This utterly magnificent film will bring tears to your eyes as you grasp who we are as a people, and how we got here.
Just like I noted in last year’s 12 Years a Slave, Director Amma Asante’s Belle forces all of us to relive a moment in history that we would rather forget. While various political groups today attack food stamps and raising the minimum wage as simply encouraging a large percentage of our black citizens to embrace poverty, they continue to forget government’s recent role in forcibly enslaving their ancestors and in the process destroying their necessary connection to society.
With Belle, we revisit 1783 when England was forced to confront its embrace of slavery. It seems that a British ship stocked with slaves jettisoned them overboard under a fabricated excuse designed to collect insurance money. In the process, England had to look into its own soul, something that its rebellious colonies in North America were going to ignore for the next 80 years.
While the top jurist in England, Lord Mansfield, wrestled with the impending legal decision, he and his wife were also raising two nieces. One was Belle, a mixed race daughter of a nephew who had died years earlier. In the process, Mansfield not only had to legally confront the treatment of blacks in the New World, but also the legal restrictions placed on those like his black niece living in England.
Tom Wilkenson and Emily Watson are stunning as Lord and Lady Mansfield. Though both were dedicated to following accepted legal standards, they witnessed firsthand how their niece, Belle, was treated like a second class citizen in their own home.
The captivating Gugu Mbatha-Raw plays Belle, and she brings the same force to this film that Lupita Nyong’o did in her unforgettable, Oscar-winning performance in the above-referred to 12 Years a Slave. Ms. Mbatha-Raw is as emotionally powerful as she is beautiful, and she tries to honor her adopted parents without abandoning her past.
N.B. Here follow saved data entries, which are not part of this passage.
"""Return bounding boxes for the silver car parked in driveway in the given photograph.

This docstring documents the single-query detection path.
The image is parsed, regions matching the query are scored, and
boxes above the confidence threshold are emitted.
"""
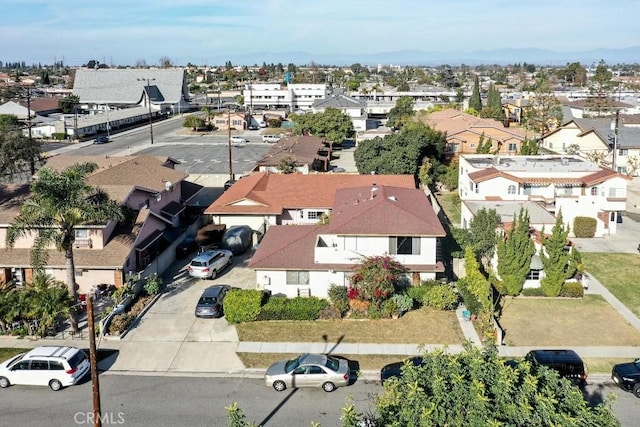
[188,249,233,279]
[265,353,350,392]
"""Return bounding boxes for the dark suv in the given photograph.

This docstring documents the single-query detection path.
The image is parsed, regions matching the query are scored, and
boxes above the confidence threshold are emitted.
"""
[611,358,640,398]
[525,349,587,386]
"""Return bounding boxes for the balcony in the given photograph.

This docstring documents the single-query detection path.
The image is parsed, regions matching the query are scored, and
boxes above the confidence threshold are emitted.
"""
[73,238,92,249]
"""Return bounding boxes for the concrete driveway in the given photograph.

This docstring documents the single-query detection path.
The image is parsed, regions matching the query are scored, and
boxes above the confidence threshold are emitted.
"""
[108,250,258,374]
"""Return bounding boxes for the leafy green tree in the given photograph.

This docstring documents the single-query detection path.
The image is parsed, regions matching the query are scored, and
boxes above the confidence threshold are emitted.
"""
[354,345,618,426]
[469,208,501,267]
[277,156,298,174]
[469,74,482,112]
[474,133,494,154]
[519,137,540,155]
[559,62,587,86]
[586,60,616,117]
[0,115,42,180]
[386,96,415,130]
[28,273,72,337]
[440,159,459,191]
[289,108,354,145]
[496,208,535,296]
[524,78,563,135]
[540,211,575,297]
[354,121,446,178]
[6,163,124,331]
[480,84,504,122]
[182,115,205,131]
[58,94,80,114]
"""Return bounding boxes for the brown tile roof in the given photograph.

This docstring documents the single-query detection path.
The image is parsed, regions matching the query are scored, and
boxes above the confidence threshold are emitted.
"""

In the process, she develops a powerful kinship with the Mansfield’s adopted white niece, Elizabeth. Played magnificently by Sarah Gadon, the two young girls reflect a future that England’s power brokers want to keep locked in a dark government basement.
Race issues in England are played out for all to see as the Mansfields interrelate socially with the Ashfords, a powerful family with more influence than they deserved. Miranda Richardson is startling as the hateful Lady Ashford, a woman who wants both a title and wealth for her two sons as long as it does not involve interaction with the lowly negro. Her sons reflect her racism without apologies, and it is impossible to feel the slightest sympathy for any of them.
What stirs the film at its climax is the interrelationship of John Davinier, a committed son of a Vicar who is a budding lawyer, with the Mansfield family. Played with grace and style by Sam Reid, he is fighting to help Lord Mansfield understand the tyranny at the heart of slavery. In the process, he and Belle fall madly in love, and they join the struggle to find equality and themselves.
Belle is based on a true story, and I can only ask all of you to imagine if she had a descendent known today as Barack Obama. As I watch the startling amount of vitriol thrown at our President daily by the largely white male leaders of the opposition party, I wonder if Belle would have seen anything different than what existed in her day.
Clearly, we all know that racism is alive in this country today. Look at that idiot rancher in the West who rallied Sean Hannity and his crew at Fox News to his side until revealing that he wanted to return “Negroes to the plantation where they would be happier.” Think of the multimillionaire NBA owner Donald Sterling, and a question remains as to why leaders of the Republican Party don’t simply decry racism as a basis for opposing our President. Quite frankly, their continual silence speaks a thousand words.
While many of those who embrace “family values” condemn a President who is in a wonderful marriage raising two beautiful, intelligent daughters, they simultaneously embrace people like Newt Gingerich and Rush Limbaugh who have been married a combined 7 times. What if one of the President’s daughters was named Belle?
The poor don’t want a higher wage just to justify being poor any more than major corporations are moving overseas to escape Federal taxes. If we really want to make an important contribution to the legacy of slavery still playing out today, then let’s get the government involved and have full-time schools in our major metropolitan areas through the 12th grade.
Feed these kids, clothe these kids and provide intense leadership that has all but been ignored since slavery ended in 1865. Good grief, most individuals serving time in prison for committing acts of violence are school dropouts, and I know that personally from years as a criminal defense attorney. Belle teaches us the simple principle that you find beauty in the eyes of all babies of any color, and the Federal government has an obligation to help them succeed.
Belle was able to find a passionate man who was committed to her and a joint cause, but not everyone is that lucky. There are millions of young African-Americans like Belle who need assistance today, and it’s time for all of us to play a role.